If we accept the situation rather than resist it, we will be able to think more clearly and create better solutions. We will also be able to encourage everyone involved to assist rather than protect themselves from punishment.
Acceptance does not mean that we won’t have a thorough enquiry when the crisis has passed. It means that we will focus on the best solution and also ensure that the situation does not occur again.
Blame and shame won’t help to solve any problem. Immediate acceptance of that is happening and a rational approach to problem solving is much more likely to be helpful in solving any problem. Even people who caused the problem are more likely to assist if they are not blamed as the first step to finding a solution. They can be part of the solution rather than continue to be seen as part of the problem.
Imagine you ask someone to do something which they have done already. They make take offence and hear your request as criticism. They may think they don’t need to be reminded to do what you asked. They may even react as if you have called them stupid or unreliable. Maybe their reaction surprises you as you thought you were only trying to be helpful. You have obviously touched an existing bruise. What next? You could react yourself as if you are being attacked. Now we have two people reacting and out of their minds. An alternative is to pause and put space between their reaction and your response. This gives you a chance to consider a response that will calm the situation. You also have a chance to examine your first responses or thoughts. You can thank your mind for coming up with a response so quickly. You don’t have to accept it. Before delivering the first response consider whether it will help the situation.This pause will help you choose the best response rather than shoot from the hip and have to apologise in the future. They may even see their reaction more clearly if they don’t get resistance. This won’t happen if you push back. Try a question.

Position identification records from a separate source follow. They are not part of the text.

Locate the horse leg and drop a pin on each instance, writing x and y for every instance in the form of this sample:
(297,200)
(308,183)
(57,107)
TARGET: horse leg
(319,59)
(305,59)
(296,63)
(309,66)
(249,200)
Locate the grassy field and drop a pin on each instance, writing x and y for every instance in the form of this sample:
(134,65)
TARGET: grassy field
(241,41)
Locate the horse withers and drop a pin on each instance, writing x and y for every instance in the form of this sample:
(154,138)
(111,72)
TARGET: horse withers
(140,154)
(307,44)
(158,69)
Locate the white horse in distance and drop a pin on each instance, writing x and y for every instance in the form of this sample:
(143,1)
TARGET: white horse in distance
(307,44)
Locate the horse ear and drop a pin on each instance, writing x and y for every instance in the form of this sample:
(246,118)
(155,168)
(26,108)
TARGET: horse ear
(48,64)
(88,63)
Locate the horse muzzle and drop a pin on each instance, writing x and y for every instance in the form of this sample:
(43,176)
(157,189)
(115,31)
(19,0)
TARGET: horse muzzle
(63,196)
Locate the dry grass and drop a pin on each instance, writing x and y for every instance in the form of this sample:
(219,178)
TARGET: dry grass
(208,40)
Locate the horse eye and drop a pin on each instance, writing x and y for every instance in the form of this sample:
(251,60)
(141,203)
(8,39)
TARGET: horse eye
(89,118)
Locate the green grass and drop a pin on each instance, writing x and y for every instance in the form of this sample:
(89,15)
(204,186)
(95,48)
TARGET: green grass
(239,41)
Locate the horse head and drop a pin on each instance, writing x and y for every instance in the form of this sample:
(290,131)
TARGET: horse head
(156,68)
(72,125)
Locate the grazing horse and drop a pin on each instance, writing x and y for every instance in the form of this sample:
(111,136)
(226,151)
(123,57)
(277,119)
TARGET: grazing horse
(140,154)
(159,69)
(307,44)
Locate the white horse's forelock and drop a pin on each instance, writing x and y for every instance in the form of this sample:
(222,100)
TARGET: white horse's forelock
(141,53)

Try asking this question when people tell you they have a problem. Emphasise the word NOW. Maybe insert ‘At the moment”. I find that most problems are coming from the past or haven’t happened yet. For example, someone could be worried about something they did in the past or are worried about an uncertain future. If you encourage them to be present you can follow up with ‘Is there anything you can do NOW?’ If there is nothing they can do immediately, suggest that they move to accepting the situation until they can act. In truth, the only time anyone can act is at the present time. Usually the problem is not the actual problem but rather thinking about the problem. If you don’t think about the problem, it goes away. A good way of not thinking about the problem is to focus on your internal or external situation. Focus on your breathing or focus on what is happening around you without any labelling. Try it next time someone tells you they have a problem.
Imagine you lost your mobile. Do you now have a stream of negative thoughts like ‘My memory is failing’.’This shouldn’t be happening’.’I am having a bad day’ ? This is the daisy chain. Misplacing your phone has happened. The daisy chain often follows and makes the situation worse. It is very difficult to stop the negative thoughts especially if you are tired or stressed. Something you can do is to identify that it is your mind that is churning out the unhelpful thoughts and not you. This is the pause that helps. Try saying ‘Here goes my mind again.’ Let the thoughts pass by without engaging them or believing them. They are seldom true and not coming from you. They are background noise. You are the person who is aware of these random thoughts. Try it.